Kirkwood Design Studio began in 1998 as a small, two-person shop in a ramshackle warren of rooms in the OddFellows Building on East Kirkwood. Within a year, the firm began work on The Omega building on North Walnut—the first new downtown development in several years—and grew to seven employees.

From the beginning, Krupinski says, the company has fostered an open, collegial atmosphere. “We deliberately included the word ‘studio’ in the name because we wanted to create the kind of workplace where people shared ideas, where one comment could spark a new direction and inspire collaboration.”

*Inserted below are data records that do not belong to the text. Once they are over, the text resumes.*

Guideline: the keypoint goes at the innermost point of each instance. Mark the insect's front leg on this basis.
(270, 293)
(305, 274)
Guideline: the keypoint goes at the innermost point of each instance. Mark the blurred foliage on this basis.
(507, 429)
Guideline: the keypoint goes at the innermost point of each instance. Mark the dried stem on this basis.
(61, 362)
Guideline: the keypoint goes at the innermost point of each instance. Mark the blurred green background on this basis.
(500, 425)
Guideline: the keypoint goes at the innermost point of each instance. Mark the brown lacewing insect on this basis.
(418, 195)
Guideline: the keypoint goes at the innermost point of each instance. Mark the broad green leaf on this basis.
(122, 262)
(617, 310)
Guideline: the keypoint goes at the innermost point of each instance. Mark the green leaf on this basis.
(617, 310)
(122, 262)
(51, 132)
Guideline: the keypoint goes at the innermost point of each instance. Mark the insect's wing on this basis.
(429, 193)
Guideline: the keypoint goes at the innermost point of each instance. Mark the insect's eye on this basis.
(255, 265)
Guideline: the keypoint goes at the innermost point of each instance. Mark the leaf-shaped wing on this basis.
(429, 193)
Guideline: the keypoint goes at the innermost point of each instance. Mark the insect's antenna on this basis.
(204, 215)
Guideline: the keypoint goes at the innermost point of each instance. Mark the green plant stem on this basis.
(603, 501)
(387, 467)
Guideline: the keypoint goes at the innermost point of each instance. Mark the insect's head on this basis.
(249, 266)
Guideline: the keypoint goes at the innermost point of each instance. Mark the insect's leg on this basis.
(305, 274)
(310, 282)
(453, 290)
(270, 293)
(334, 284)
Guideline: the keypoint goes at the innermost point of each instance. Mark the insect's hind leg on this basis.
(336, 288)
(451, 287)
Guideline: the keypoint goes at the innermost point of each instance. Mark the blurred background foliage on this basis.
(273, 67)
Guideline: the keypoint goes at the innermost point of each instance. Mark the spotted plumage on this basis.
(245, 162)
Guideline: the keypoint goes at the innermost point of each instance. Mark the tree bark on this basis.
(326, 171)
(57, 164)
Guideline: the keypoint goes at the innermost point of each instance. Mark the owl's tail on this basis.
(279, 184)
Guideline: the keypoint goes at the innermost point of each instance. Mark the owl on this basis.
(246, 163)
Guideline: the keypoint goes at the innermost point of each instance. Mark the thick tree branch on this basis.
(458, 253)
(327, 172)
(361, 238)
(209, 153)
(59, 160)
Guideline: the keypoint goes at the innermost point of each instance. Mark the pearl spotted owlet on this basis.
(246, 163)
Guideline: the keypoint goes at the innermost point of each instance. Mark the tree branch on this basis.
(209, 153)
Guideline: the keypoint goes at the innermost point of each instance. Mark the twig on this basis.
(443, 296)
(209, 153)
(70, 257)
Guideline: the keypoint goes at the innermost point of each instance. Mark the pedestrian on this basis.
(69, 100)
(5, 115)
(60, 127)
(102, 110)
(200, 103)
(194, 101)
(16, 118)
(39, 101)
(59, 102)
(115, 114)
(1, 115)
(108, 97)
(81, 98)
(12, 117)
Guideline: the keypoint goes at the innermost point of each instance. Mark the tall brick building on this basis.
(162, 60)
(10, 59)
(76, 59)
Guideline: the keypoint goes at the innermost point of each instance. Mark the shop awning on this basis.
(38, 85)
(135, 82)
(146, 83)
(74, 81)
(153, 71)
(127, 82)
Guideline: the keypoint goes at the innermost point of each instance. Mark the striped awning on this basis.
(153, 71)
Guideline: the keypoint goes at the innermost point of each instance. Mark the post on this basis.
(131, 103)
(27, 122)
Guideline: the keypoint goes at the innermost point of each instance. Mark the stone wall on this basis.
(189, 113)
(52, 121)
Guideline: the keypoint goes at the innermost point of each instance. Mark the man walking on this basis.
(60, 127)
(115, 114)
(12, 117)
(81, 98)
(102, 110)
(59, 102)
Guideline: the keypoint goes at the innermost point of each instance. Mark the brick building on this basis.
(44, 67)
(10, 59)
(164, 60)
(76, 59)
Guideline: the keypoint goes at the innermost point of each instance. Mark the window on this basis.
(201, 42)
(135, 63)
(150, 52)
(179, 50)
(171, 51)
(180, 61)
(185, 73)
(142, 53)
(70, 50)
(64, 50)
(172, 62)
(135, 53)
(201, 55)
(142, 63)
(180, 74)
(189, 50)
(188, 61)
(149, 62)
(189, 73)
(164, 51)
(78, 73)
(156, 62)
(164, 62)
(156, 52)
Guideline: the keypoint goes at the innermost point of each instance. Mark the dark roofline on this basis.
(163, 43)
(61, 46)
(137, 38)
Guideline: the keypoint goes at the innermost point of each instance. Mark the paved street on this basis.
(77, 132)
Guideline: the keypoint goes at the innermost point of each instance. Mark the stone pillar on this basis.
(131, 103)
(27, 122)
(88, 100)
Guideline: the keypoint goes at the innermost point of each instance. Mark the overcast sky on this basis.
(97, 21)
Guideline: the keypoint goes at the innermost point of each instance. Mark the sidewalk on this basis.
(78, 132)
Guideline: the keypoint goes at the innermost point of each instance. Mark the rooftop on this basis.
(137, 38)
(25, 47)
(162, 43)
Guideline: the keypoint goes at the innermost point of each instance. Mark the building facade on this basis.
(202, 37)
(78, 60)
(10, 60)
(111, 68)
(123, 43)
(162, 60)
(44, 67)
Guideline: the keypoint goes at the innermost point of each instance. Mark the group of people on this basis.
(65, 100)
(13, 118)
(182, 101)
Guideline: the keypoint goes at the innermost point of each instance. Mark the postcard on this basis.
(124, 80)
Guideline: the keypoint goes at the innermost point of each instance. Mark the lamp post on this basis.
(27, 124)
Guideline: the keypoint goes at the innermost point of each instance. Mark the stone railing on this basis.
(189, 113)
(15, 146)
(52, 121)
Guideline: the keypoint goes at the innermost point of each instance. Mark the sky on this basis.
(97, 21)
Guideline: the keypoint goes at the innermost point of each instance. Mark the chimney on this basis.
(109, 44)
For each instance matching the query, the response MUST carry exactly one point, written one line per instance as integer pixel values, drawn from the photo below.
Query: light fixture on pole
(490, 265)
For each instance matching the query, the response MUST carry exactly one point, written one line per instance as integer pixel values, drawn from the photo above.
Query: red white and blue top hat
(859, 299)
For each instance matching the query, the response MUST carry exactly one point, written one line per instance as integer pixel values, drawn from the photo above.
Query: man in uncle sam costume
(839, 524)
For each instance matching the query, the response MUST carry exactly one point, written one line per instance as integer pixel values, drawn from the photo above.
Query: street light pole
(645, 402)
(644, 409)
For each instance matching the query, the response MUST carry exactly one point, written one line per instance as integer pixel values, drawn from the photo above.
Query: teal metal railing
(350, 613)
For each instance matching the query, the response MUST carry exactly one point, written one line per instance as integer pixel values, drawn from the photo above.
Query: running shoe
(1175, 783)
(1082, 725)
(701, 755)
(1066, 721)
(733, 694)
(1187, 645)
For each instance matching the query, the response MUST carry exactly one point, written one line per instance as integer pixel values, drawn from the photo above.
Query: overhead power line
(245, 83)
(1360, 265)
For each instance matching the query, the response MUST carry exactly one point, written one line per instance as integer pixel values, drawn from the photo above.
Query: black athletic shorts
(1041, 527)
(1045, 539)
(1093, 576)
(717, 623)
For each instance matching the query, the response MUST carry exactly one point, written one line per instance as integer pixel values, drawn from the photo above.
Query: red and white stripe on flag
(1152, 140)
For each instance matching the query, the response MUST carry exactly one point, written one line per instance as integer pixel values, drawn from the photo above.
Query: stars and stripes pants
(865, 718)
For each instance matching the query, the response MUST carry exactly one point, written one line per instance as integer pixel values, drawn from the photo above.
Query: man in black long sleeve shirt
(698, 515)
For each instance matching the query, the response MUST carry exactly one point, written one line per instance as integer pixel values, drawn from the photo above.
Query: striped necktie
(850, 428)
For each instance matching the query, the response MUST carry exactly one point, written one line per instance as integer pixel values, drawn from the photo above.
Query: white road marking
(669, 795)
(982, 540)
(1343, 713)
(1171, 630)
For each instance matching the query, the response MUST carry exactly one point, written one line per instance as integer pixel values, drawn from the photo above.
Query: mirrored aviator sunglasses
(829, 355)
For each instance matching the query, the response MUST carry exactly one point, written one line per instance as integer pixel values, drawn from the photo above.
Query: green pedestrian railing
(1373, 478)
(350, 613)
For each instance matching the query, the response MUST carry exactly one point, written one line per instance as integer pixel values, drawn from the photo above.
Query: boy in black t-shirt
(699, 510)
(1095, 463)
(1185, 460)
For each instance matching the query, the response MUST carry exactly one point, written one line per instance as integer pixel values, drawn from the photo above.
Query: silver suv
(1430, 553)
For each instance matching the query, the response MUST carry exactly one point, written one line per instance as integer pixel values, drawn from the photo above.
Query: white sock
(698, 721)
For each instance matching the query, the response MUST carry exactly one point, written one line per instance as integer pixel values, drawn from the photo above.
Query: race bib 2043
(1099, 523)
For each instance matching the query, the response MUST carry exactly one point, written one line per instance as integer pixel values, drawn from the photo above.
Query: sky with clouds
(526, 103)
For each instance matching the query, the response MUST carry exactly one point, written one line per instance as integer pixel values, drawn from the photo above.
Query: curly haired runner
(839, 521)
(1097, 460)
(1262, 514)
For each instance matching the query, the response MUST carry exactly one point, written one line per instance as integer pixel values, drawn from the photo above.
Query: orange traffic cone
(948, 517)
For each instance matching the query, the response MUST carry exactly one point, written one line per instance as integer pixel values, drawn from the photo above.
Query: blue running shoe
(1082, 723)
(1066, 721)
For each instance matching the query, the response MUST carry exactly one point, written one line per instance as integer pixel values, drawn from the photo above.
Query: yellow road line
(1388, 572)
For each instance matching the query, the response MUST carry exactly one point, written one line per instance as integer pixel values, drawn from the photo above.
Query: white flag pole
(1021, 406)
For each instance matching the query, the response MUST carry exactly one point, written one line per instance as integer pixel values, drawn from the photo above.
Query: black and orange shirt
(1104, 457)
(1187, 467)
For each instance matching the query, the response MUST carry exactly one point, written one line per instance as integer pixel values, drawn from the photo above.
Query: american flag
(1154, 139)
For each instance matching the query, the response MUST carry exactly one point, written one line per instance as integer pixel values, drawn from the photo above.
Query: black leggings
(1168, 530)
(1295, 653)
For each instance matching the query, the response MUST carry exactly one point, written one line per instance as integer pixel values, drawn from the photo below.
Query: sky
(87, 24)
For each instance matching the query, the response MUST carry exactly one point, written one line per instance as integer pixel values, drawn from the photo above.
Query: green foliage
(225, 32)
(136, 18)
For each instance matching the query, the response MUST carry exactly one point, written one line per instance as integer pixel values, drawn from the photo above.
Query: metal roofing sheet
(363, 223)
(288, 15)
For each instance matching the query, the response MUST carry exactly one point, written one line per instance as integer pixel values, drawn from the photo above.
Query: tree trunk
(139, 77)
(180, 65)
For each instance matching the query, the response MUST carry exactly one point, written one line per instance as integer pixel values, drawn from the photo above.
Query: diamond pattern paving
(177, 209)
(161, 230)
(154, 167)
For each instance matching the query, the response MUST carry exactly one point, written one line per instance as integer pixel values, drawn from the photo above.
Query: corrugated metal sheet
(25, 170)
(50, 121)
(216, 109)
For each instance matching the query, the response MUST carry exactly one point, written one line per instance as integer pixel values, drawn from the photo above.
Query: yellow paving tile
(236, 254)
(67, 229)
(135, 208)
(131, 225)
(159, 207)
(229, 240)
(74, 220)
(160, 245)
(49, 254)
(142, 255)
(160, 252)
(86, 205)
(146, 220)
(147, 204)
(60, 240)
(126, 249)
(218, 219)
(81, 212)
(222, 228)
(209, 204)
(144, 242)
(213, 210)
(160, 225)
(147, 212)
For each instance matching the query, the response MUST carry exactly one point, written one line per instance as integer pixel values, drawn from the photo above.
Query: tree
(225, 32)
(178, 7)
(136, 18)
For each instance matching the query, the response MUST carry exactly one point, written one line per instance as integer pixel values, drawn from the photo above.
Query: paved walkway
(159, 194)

A string of notable projects has established Kirkwood Design Studio as one of the most respected architecture firms in the state. Its award-winning design of The Stone Age Institute is especially noteworthy. Built in 2003 on 30 wooded acres north of town, the building features a stone tower entrance designed in the style of a broch—a circular, thick-walled, Iron Age coastal fortress native to Scotland and Wales.

“We wanted to use stone in a reflective sense that harkened back to ancient structures,” Krupinski says. “The broch is an organizing element that sets the tone for the entire structure.” The stone entryway leads to a museum gallery and two-story vaulted library lined with bookshelves on top of which sit prehistoric human skulls.

Alongside its design prowess, Kirkwood Design Studio is unusual in the male-dominated world of architecture: The firm is not only owned by a woman, but of its seven employees, six are women. “It’s unusual in architecture,” Krupinski says. “I don’t know of any other firm like ours in this regard.”

For all its accomplishments, Kirkwood Design Studio, now located at 113 E. 6th St., still strives to grow and improve. Says Krupinski, “We’re regularly competing with the best firms in the state and working hard to be the jewel of a design firm we set out to be.”